The blessed month of Ramadan began either on Wednesday or Thursday in different countries. It’s a holy, month-long observance for Muslim communities in around the world.

According to Rahyafte(the missionaries and converts website):According to a Pew Research Study Islam is the world’s fastest-growing religion, but even with this, people of the Muslim faith say there’s a lot left to learn about the holy month of Ramadan.

It’s a very sacred time for Muslim communities in the United States.

“This is one thing that all Muslims come together on,” said Imam Rizwan Khan, a resident of Connecticut.

It’s a time for self-reflection, gratitude, and community.

“It has great significance because it completely changes the routine of a Muslim,” said Khan.

Ramadan, the ninth and most sacred month of the Islamic calendar, is when Muslims believe the first verses of the Quran were revealed to Prophet Muhammad (PBUH).

“We have five pillars of Islam and the month of Ramadan, and the observance of fasting is one of the pillars of Islam,” said Khan.

Many people of the Muslim faith will observe Ramadan by fasting without food or water from sunup to sundown, praying together, and holding community meals.

“We have breakfast together at a very early time.
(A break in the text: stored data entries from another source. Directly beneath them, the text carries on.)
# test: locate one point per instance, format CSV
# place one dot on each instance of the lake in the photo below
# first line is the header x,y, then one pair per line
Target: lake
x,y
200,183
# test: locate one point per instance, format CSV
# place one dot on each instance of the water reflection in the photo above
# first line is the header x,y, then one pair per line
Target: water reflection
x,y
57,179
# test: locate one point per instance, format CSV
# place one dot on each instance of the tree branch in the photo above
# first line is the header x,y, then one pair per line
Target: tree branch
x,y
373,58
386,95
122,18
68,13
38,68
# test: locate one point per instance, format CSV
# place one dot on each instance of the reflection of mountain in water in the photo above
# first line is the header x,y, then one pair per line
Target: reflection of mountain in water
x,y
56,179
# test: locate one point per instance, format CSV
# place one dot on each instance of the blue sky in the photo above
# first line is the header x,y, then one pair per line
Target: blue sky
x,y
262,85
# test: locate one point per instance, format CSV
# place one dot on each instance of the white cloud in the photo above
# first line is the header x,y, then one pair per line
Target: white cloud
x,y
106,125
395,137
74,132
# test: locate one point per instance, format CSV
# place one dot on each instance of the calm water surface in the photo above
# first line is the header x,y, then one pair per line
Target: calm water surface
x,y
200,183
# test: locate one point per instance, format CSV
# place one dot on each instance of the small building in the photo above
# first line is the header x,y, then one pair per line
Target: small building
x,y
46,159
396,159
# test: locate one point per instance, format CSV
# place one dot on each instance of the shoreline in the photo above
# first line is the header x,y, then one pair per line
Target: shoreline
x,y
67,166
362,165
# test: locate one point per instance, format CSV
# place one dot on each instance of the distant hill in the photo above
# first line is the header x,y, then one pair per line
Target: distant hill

We are together skipping lunch. We get together for dinner, especially for the prayers so it brings the family together. It brings the community together,” said Khan.

Bringing families like the Duric’s together.

“This limited time you get a sense of finality. You have 30 days to improve yourself in ways that you have not been so good at before. So once the clock starts clicking, every single minute counts,” said Leila Duric.

The family of six uses this month as a time of learning.

“Through it, we really teach them patience, we teach them respect for food. We teach them prayer, perseverance, and resistance,” said Duric.

And as the children are learning, they hope that other people outside of the Muslim faith do too.

“We really love inviting people who are not of the Muslim tradition to break the fast with us. It’s a moment of joy that we love to share with others,” said Duric.